Beyond resilience, however, the privatized state also tried to neutralize the revolution’s political advantage by forcing upon it a military contest for which it was decidedly unprepared. As early as June 2011, Saleh warned against the dangers of this ‘state of nature’: violence could replace the revolution’s positive aspirations with the logic of necessity and desperation. Saleh charges the regime as the primary instigator of violence. But while wary of military confrontations, Saleh does not blame the armed uprising for undermining the revolution. Abandoned by the world and faced with the regime’s lethal provocations, revolutionary conscience could only hold out so long. Saleh recognizes the necessity of armed resistance when the alternative is total annihilation. He also notes that contrary to pacifist dogma, “those who took up arms did not replace the peaceful revolution but rather contributed to its expansion and resilience.”

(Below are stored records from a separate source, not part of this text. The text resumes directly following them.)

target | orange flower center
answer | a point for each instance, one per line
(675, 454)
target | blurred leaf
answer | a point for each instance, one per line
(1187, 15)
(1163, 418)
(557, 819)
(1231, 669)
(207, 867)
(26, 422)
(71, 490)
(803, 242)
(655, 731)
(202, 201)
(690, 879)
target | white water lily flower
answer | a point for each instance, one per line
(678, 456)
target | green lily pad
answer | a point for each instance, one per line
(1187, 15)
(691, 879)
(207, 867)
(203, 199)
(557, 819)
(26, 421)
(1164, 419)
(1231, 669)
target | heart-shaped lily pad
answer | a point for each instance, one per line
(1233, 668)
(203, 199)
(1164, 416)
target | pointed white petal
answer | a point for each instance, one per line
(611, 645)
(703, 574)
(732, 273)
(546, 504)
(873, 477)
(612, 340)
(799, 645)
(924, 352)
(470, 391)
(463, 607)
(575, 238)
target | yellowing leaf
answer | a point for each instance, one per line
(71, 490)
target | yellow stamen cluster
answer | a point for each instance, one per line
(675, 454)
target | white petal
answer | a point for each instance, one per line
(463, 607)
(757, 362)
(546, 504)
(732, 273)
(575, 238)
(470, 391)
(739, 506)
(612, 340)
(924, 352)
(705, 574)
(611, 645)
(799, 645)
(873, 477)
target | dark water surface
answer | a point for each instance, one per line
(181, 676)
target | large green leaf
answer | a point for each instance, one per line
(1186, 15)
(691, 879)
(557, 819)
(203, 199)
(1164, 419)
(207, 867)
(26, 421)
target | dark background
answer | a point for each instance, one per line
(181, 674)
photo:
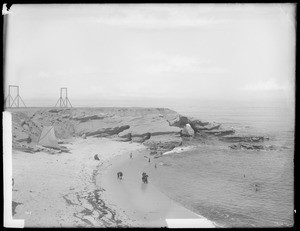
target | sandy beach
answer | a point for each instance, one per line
(75, 190)
(142, 202)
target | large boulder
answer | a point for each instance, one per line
(102, 132)
(162, 143)
(179, 121)
(220, 132)
(242, 138)
(141, 137)
(187, 131)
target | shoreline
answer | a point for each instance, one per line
(143, 204)
(59, 190)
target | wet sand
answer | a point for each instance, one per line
(59, 190)
(143, 203)
(75, 190)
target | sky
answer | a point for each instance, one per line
(187, 51)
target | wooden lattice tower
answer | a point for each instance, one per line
(11, 101)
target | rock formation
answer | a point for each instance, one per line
(160, 129)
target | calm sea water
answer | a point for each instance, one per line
(231, 187)
(220, 183)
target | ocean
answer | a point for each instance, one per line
(233, 188)
(236, 188)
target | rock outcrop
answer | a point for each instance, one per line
(251, 146)
(187, 131)
(160, 129)
(243, 138)
(162, 143)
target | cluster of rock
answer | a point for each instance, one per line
(249, 146)
(160, 129)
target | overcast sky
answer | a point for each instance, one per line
(152, 51)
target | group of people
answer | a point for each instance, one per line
(144, 175)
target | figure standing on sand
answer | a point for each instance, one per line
(120, 175)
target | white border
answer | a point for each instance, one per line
(9, 222)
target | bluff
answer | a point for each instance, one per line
(160, 129)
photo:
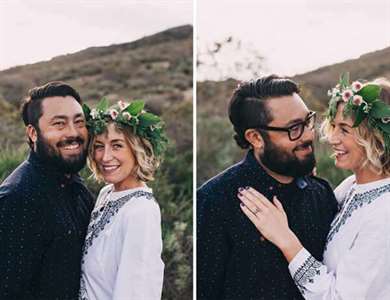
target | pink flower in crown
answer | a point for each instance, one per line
(357, 100)
(127, 115)
(113, 114)
(122, 104)
(385, 120)
(346, 95)
(94, 113)
(356, 86)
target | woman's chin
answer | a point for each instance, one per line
(342, 164)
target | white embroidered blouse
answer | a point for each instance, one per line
(356, 261)
(122, 251)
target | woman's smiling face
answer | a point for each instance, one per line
(349, 154)
(115, 159)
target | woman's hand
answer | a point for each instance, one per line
(270, 219)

By July 2011, three months into the uprising, Human Rights Watch had recorded 887 unarmed protesters killed by regime snipers. The Free Syria Army was formed shortly after that. It was partly through the protection of rebel arms that street protests continued to grow (reaching their peak during the summer of 2012). Citizen journalists provided additional protection by filming violations and beaming them out to the world.
But if Saleh recognizes the legitimacy of armed resistance, he is withering in his condemnation of what he calls “militant nihilism” (a term he prefers to “terrorism” which has been diluted of meaning through misuse by repressive states). It is neither morally defensible nor practically justifiable because it “necessarily hurts the innocent, owing to its arbitrariness”. Even when motivated by real injustice “the ‘goal’ of terrorism collapses into the very act of rebellion against this condition and into the elimination of enemies without ever achieving anything greater, such as…national independence, or ending poverty, or even punishing criminals among the rulers and their collaborators”.
Saleh was predicting the rise of such nihilism already in May 2012. Without support for the revolutionary forces, he warned, the nihilists will strengthen. “Were a nihilist organisation to somehow come to power”, Saleh writes in a prophetic passage, “the result could only be brutal despotism. Not only are nihilist organisations accustomed to indiscriminate violence: their radical withdrawal from the world encourages the cultural and psychological conditions necessary for prohibiting dissent and uprooting any alternative”.
In a section on media activists, Saleh describes them as creating an “objective memory of the uprising”. In these ten essays, he has achieved something similar. For all its resilience, the revolution in Syria appears headed toward a grim denouement. But in the face cynical efforts by counter-revolutionary ideologues to rewrite history, Saleh’s work will stand as an imperishable reminder of the circumstances through which this impossible revolution endured.